The film is adapted from Meg Rosoff’s 2004 novel, which won several children’s literature awards, so I wouldn’t have been surprised if How I Live Now ended up looking like a Hunger Games clone, both in its aesthetic and in its tone. But while it doesn't resemble that film at all, I can’t even really peg the movie’s genre form the trailer, which flips from a light romantic drama to a post-nuclear survival thriller without so much as a blink. The music also flips from indie alternative to a melancholic score back to a brighter song at the end, which makes me hopeful that it won’t be as dark and depressing as it has the potential to be.
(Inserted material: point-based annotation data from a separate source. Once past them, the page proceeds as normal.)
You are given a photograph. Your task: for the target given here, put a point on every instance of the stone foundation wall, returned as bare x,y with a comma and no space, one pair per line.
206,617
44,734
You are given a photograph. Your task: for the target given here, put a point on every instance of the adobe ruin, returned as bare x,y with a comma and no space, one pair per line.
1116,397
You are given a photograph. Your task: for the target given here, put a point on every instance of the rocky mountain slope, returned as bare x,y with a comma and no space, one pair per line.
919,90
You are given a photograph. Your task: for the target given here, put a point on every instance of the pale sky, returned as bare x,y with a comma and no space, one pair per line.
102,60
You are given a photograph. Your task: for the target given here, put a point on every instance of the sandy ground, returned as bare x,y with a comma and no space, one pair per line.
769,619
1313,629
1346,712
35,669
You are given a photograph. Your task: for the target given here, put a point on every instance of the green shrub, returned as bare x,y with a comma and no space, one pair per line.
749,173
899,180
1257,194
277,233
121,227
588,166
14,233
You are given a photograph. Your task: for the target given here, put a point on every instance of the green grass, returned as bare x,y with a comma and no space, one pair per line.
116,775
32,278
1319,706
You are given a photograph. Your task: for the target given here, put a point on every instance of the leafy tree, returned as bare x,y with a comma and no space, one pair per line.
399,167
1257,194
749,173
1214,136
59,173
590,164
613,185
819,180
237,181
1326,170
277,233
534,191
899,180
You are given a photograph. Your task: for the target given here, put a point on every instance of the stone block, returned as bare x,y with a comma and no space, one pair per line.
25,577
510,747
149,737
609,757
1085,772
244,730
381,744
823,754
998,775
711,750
I’m rather tired of post-apocalyptic teen-driven dramas, and I enjoy Ronan when she’s in a role where she gets to have a little fun, which wasn’t the case with the sci-fi thriller The Host or the vampire thriller Byzantium. So if How I Live Now whittles its focus down and makes this a strong character film, I’ll be very interested in the final result. As it stands now, one trailer in, my interest is piqued but mostly because of the strong source material and the fact that its incestuous angle isn’t a focal point for MacDonald to cling to.

Oddly enough, How I Live Now is bypassing the festival route and is set for a U.K. release on October 4. Unfortunately, no U.S. date has been set yet, but we expect Magnolia will be addressing this soon. Or at least before the next nuclear war.